2024年11月22日(金)

WEDGE REPORT

2016年3月31日

“規律ある民主主義”をめぐり

 ところで、軍は2011年の民政移管以来、「規律ある民主主義」の重要性を強調している。それは党利党略に走りやすい議会制民主主義を、国益からそれることのないよう、軍が制度的に監視するという考え方である。そこには国軍の政治に対する強い使命感がうかがわれ、国軍の名誉の維持と、政治へ介入する権限の確保、そして軍政期につくりあげた経済利権の継続の意思表明が見て取れる。軍政期に15年かけてつくられた現憲法は、そうした軍の思いが結晶したものであり、だからこそ改憲に応ずる気配をいっさい見せないのである。

 「規律ある民主主義」はしかし、国軍の特許とはいいきれない。「規律」という言葉に着目すれば、それはアウンサンスーチーも好む言葉だからだ。彼女は1988年に民主化運動へ参加した当初から、「民主主義を実現するためには国民が規律を持つ必要がある」ことを強調し、当時の日本や西ドイツを事例に出しながら、「規律と民主主義」「規律と経済発展」との有機的連関を党員に説いていた。いわば、規律なき国民は民主主義を担うことはできないという考え方である。

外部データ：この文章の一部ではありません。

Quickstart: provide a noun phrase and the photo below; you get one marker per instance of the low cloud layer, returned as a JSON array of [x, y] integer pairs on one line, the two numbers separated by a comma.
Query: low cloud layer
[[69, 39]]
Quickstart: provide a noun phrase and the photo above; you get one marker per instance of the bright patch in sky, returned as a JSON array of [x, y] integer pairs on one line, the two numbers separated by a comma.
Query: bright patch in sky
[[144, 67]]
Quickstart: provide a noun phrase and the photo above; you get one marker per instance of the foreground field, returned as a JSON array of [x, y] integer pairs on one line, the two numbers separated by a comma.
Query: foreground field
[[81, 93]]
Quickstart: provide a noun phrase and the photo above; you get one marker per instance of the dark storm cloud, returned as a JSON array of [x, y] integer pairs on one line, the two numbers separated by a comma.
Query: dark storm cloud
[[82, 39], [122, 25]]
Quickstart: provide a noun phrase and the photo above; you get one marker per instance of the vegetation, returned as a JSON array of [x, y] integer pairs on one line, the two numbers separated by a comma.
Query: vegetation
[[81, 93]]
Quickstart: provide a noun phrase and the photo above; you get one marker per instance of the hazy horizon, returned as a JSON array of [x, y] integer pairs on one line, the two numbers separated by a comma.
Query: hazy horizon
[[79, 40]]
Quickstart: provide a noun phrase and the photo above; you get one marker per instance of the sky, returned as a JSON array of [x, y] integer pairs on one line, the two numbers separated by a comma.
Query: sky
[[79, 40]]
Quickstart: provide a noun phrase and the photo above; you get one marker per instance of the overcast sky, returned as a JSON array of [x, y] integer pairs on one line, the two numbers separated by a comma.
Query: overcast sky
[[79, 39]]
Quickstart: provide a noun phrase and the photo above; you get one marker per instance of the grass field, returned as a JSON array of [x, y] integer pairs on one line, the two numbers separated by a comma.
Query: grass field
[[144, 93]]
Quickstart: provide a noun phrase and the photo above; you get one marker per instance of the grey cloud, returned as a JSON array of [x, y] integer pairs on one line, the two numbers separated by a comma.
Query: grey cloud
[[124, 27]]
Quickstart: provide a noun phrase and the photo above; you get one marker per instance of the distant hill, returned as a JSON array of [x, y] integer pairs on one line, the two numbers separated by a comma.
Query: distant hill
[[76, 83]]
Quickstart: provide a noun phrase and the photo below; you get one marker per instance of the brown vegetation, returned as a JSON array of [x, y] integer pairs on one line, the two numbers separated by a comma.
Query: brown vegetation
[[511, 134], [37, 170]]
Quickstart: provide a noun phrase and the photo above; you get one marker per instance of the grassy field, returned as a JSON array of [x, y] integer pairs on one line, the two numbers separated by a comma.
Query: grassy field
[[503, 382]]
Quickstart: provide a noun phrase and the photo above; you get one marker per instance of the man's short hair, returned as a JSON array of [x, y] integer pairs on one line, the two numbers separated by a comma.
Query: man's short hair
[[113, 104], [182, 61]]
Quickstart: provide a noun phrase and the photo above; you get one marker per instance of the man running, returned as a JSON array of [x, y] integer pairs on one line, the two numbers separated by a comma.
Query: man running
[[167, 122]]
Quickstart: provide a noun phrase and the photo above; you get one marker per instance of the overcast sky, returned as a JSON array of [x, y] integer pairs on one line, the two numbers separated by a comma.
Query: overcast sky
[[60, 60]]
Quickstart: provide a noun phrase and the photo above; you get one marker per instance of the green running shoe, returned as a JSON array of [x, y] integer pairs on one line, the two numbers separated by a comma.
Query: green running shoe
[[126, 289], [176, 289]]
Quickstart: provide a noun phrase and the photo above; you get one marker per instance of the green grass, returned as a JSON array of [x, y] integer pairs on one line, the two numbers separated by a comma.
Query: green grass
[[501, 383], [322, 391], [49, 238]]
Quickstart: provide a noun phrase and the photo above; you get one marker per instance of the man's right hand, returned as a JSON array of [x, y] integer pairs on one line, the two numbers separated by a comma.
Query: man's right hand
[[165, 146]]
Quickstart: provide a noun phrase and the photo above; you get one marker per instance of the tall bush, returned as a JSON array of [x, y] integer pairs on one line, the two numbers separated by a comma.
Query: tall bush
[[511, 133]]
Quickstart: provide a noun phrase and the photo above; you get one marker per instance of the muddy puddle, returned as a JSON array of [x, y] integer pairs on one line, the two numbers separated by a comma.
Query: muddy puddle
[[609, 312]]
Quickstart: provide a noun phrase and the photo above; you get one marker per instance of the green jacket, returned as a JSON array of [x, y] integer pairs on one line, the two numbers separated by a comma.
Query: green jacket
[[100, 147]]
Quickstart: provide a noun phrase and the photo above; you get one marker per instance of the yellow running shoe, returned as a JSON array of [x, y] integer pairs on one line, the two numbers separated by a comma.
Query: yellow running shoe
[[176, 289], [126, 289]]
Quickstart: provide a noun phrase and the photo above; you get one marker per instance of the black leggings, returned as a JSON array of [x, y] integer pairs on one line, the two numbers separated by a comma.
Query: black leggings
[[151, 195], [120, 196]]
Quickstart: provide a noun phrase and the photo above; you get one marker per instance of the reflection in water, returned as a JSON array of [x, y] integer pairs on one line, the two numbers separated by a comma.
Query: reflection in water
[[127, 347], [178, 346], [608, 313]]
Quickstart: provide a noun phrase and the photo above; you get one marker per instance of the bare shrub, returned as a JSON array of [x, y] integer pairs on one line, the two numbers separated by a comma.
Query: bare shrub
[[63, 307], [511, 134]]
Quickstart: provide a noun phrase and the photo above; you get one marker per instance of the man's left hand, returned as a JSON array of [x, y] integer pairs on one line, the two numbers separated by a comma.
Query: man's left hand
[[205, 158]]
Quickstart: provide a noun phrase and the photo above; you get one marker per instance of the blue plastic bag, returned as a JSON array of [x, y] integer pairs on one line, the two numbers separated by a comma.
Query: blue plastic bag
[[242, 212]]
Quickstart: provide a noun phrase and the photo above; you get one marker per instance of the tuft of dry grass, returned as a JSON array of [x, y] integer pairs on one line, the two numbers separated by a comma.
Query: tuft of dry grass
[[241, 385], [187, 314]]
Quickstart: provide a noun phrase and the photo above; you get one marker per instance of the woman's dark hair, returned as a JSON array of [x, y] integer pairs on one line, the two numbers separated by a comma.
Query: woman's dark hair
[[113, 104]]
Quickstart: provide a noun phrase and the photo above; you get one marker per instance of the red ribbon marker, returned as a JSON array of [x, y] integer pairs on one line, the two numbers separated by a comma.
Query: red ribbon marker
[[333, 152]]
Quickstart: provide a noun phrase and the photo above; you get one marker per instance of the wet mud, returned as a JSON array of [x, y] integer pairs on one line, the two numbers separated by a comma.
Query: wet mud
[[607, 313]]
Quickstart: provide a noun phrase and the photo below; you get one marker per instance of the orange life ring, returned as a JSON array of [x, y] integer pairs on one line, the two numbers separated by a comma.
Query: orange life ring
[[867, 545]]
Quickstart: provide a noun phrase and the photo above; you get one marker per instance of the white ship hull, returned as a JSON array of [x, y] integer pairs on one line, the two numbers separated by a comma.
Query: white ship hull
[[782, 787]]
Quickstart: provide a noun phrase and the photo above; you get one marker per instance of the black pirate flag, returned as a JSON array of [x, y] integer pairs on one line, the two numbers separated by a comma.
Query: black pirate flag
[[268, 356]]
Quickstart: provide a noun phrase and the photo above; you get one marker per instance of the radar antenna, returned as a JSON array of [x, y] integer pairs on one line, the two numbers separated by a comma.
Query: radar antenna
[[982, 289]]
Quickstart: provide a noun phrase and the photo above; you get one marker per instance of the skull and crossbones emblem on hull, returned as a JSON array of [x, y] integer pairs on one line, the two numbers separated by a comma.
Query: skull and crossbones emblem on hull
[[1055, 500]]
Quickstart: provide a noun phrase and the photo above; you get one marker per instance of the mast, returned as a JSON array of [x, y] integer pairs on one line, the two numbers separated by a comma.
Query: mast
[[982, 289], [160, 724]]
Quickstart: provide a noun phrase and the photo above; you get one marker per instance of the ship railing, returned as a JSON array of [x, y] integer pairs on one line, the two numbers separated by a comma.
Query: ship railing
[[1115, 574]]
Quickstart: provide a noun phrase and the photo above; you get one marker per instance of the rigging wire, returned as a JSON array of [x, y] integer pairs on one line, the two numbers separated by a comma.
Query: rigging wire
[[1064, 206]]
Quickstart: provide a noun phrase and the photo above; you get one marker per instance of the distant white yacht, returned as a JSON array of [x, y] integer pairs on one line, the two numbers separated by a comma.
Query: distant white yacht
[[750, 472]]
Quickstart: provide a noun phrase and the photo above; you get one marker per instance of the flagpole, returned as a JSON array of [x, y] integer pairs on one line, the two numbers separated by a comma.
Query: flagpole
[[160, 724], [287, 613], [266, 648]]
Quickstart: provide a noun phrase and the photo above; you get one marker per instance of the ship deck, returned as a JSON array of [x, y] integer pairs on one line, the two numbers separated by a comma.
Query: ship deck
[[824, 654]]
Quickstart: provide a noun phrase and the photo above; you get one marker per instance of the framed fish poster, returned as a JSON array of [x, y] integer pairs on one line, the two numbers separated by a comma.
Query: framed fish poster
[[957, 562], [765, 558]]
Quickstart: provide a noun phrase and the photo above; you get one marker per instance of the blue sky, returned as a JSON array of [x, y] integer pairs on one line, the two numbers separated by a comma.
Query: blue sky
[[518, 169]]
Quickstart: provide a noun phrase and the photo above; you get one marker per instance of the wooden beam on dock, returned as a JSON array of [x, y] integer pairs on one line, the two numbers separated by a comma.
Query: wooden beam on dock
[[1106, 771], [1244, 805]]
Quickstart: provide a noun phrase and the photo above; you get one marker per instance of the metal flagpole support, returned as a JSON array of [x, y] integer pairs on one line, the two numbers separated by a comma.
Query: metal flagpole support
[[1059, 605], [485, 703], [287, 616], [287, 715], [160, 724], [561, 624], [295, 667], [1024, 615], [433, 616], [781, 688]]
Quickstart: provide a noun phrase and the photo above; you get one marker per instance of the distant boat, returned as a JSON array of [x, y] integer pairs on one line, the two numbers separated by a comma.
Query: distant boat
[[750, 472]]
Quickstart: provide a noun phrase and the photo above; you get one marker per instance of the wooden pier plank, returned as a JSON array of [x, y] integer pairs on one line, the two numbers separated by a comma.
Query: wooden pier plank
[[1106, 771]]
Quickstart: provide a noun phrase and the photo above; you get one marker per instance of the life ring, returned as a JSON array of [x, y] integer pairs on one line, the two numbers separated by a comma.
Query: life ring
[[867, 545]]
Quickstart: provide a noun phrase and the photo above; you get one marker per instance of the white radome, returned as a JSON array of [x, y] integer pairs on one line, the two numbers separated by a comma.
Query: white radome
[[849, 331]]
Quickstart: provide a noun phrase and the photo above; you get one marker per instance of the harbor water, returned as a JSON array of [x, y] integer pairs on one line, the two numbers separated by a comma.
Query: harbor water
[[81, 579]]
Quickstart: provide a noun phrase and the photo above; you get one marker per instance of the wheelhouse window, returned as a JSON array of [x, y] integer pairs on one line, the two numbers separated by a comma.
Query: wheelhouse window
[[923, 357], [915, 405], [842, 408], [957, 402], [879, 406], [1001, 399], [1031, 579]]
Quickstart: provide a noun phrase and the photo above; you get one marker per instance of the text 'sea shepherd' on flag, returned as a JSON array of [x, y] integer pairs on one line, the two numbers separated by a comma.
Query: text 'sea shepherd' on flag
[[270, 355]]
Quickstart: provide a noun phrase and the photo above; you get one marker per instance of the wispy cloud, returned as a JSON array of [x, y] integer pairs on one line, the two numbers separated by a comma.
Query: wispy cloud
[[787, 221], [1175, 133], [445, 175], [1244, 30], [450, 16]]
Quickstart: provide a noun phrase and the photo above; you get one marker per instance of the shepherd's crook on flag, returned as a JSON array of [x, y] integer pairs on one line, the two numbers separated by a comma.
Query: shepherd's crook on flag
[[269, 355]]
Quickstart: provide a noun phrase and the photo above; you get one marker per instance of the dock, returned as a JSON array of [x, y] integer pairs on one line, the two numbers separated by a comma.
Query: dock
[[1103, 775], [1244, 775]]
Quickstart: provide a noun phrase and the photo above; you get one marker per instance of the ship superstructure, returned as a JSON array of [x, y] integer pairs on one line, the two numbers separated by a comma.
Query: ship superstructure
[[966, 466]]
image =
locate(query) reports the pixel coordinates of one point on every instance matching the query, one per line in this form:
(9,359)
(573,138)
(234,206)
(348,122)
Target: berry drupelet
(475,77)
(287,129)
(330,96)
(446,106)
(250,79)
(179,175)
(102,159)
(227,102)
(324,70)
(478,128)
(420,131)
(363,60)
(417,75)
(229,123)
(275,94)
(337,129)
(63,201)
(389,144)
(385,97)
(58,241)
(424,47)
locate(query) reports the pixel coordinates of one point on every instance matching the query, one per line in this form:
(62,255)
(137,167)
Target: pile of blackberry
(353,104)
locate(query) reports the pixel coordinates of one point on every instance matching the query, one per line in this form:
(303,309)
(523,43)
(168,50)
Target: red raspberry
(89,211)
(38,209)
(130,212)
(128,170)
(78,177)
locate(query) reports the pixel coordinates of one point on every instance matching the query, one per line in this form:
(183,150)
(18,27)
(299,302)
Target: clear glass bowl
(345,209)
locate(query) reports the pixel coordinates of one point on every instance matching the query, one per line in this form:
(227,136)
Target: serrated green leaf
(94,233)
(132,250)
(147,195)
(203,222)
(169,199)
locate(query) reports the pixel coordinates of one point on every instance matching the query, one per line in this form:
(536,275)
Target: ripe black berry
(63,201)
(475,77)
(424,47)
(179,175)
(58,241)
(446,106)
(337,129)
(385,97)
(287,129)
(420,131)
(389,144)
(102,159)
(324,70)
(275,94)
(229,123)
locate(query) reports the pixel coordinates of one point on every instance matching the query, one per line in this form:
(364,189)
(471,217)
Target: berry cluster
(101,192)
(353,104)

 彼女のその考え方は、あるときは自分の演説会場で靴を脱ぎ散らしたまま入場した者への批判となり、あるときは暗記中心の教育がもたらす弊害の指摘となり、またあるときは権力者の命令に恐怖心から無批判に従う姿勢への批判として語られた。抽象的にまとめれば、一人一人の国民が「問いかける心」を持ち、理不尽な命令には従わない自己決定の勇気を持つべきだとする考え方だといえる。

 一方、軍が「規律ある民主主義」をいうとき、それは軍による議会制民主主義の監視であるだけに、軍人の行動様式に似た「指導者や政府に忠実な人間」と同義化した民主主義に響く。アウンサンスーチーが理想とする「自分で考え、自分で責任をとる」ことのできる「自律した国民による民主主義」としての理解とはベクトルが異なる。

権威主義的手法用いるアウンサンスーチーに違和感

 アウンサンスーチーはしかし、昨年11月の総選挙での圧勝後、当選したNLD議員たちによるマスコミへの発言を厳しく抑制し、大統領資格制限条項をめぐる軍との交渉過程についても非公表を貫いた。これには違和感を有した人も多いだろう。「問いかける心」や「自分で考え、自分で責任をとる」ことを訴えてきた人物が、なぜこのような権威主義的なやり方をとるのかという疑念がそこには生じる。

 国民(特にNLD支持者)はそうした彼女の姿勢に現段階ではきわめて従順である。その理由は、アウンサンスーチーの権威に対するへつらいというよりも、彼女に対する絶大な信頼と期待によるものとみなせる。しかし、新政権が発足したいま、NLD議員の議会外での発言や、マスコミの取材などは、たとえ段階を踏むにしても自由化されるべきであり、そうでないと民主化は単なる「アウンサンスーチー支配」にとどまることになりかねない。いかなる不一致や不統一がNLDや新政府の中で生じても、それを隠すのではなく、それらをどのように民主的に克服するのかを議論し、建設的に取り組む姿勢を見せる必要がある。国民との蜜月が永遠には続かない以上、この点を避けて通るわけにはいかない。

 同時に、今後も軍とのあいだで「規律ある民主主義」の意味と方向性をめぐって相克が生じ、それがいっそう深まることが予想される。このことが、新政権がぶつかる最大かつ長期にわたる荒波になる可能性は誰も否定できない。